Auditory Processing Disorders (APD) (not Central Auditory Processing Disorder (CAPD) - which usually manifests in language issues) can include things like auditory figure ground - huge difficulties hearing/processing language in the presence of backbround noise. And classrooms are about the noisiest environments you can imagine... not in decibels, but in constant, irritating, "white" noise... paper rustling! Add... dropped pencils, the sharpener, the whispers, binder rings, etc........... OUCH.

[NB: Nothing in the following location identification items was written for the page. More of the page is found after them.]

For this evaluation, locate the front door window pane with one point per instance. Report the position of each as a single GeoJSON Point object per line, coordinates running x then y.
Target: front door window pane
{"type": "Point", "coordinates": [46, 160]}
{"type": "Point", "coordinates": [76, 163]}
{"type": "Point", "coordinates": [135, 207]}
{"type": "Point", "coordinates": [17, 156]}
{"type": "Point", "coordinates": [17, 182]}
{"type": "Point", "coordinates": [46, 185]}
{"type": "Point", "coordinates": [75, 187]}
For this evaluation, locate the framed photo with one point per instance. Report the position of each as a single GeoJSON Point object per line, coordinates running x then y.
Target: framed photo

Keep in mind that in terms of behavior, ADHD and Auditory Processing Disorders (APD) can look very much alike. If they start pushing for an ADHD diagnosis at this age, push back and make them prove it is NOT something like Auditory Processing Disorders (APD)...
in my opinion... you can't really diagnosis either one well until at least age 5, often not until 6 or 7... but chances are just as high either way. I'd be trying Auditory Processing Disorders (APD) interventions now, rather than trying ADHD medications now...
 

TerryJ2

Well-Known Member
Well, it sounds like the dir is on board and may actually do something, now that you have informed her. I definitely hear your frustration! Especially this part: "... every time I ask questions, all I get "he's doing better". Just a standard hollow answer."
You've gotten some great feedback here. I just wanted to send a hug.
 

DammitJanet

Well-Known Member
Soapbox...you certainly sound like you and insane should get together and talk! You have much in common. One thing though, those diagnosis's dont really carry a whole lot of weight in the states yet. We have to use the diagnosis's that the schools use and understand. Doctors have certain codes that they use for insurance billing and those are the same ones that will come through on the evaluations they send to the schools. We cant just give magical names to things and have people work with our kids. Most people dont even understand us when we talk about executive functions. Their eyes go blank and glaze over.